Erdoğan, 4 Kasım'da başlayıp bugün sona erecek konferansın kütüphaneler ve kütüphaneciler başta olmak üzere ülke ve millet için hayırlara vesile olmasını temenni ederek, bu önemli konferansı tertipleyerek bir araya gelinmesine vesile olan Anadolu Üniversite Kütüphaneleri Konsorsiyumu'nu ve Cumhurbaşkanlığı Millet Kütüphanesi mensuplarını tebrik etti.

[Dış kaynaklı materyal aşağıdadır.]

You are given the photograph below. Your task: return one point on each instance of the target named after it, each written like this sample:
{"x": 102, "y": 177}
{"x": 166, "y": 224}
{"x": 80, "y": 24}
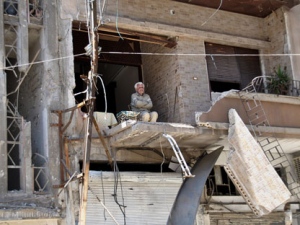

"Biz ilk emri 'Yaradan Rabb'inin adıyla oku' olan bir inancın müntesipleriyiz. İlim erbabımız bilgiyi yitik malları olarak görmüş ve hayatları boyunca bilginin peşinde koşmuşlardır" diyen Erdoğan, kütüphanecilik anlamında 1300 yıllık çok köklü bir geleneğin bulunduğunu söyledi.
Emeviler'den Abbasiler'e, Selçuklular'dan Osmanlı Devleti'ne, oradan bugünkü Cumhuriyet'e bu alanda ciddi bir birikim sahibi olunduğunu dile getiren Erdoğan, asırlar boyunca imar edilen şehirlerde, kurulan devletlerde, inşa edilen medeniyetlerde kitap ve alimin hep merkezde yer aldığını belirtti.
"KİTAPLA ARAMIZ AÇILDIĞINDA GERİYE DÜŞMÜŞ, TAKİP EDEN KONUMA GELMİŞİZ"
Erdoğan, "Şam'daki Beytül Hikme, Bağdat'taki Nizamiye Medresesi, Anadolu'da Karatay Medresesi, Gök Medrese, İstanbul'da Sahn-ı Seman, Süleymaniye kütüphaneleri ve daha nicesi... Tüm bu yapılar yalnızca kendi muhitlerine değil, tüm dünyaya ilim ve irfan yaymışlardır. Gerek cami gerekse vakıf ve medrese kütüphanelerimiz hem dini ilimlerde hem pozitif bilimlerde güvenilir bilginin temel kaynakları oldu." diye konuştu.
Avrupa'dan ve dünyanın diğer bölgelerinden bilim insanları ve talebelerin bu merkezlerde asırlar boyunca ilim tahsil etmeye geldiğini, buralardan öğrendikleri bilgi ve metotlarla kendi ülkelerindeki üniversite ve kütüphanelerin kurulmasına öncülük ettiğini hatırlatan Erdoğan, şöyle devam etti:
"Hakkımız tam manasıyla teslim edilmese dahi günümüzün bilim ve kültür mirasına milletimizin yaptığı katkı göz ardı edilemeyecek kadar büyüktür. Tarihimize şöyle bir göz attığınızda karşınıza çıkan ilk hakikatlerden biri şudur. İlme ne zaman hak ettiği kıymeti vermişsek, kitaba ve bilgiye ne zaman dört elle sarılmışsak dünya tarihine geçen en büyük başarılarımızı işte o zaman elde etmişiz. Huzur ve güvenliğimizi, refah seviyemizi işte o zaman istediğimiz düzeye getirebilmişiz. Fakat ilimle, irfanla, bilgiyle, kitapla aramız açıldığında ise geriye düşmüş, zayıflamış, güç kaybetmiş, takip edilen değil, takip eden konuma gelmişiz.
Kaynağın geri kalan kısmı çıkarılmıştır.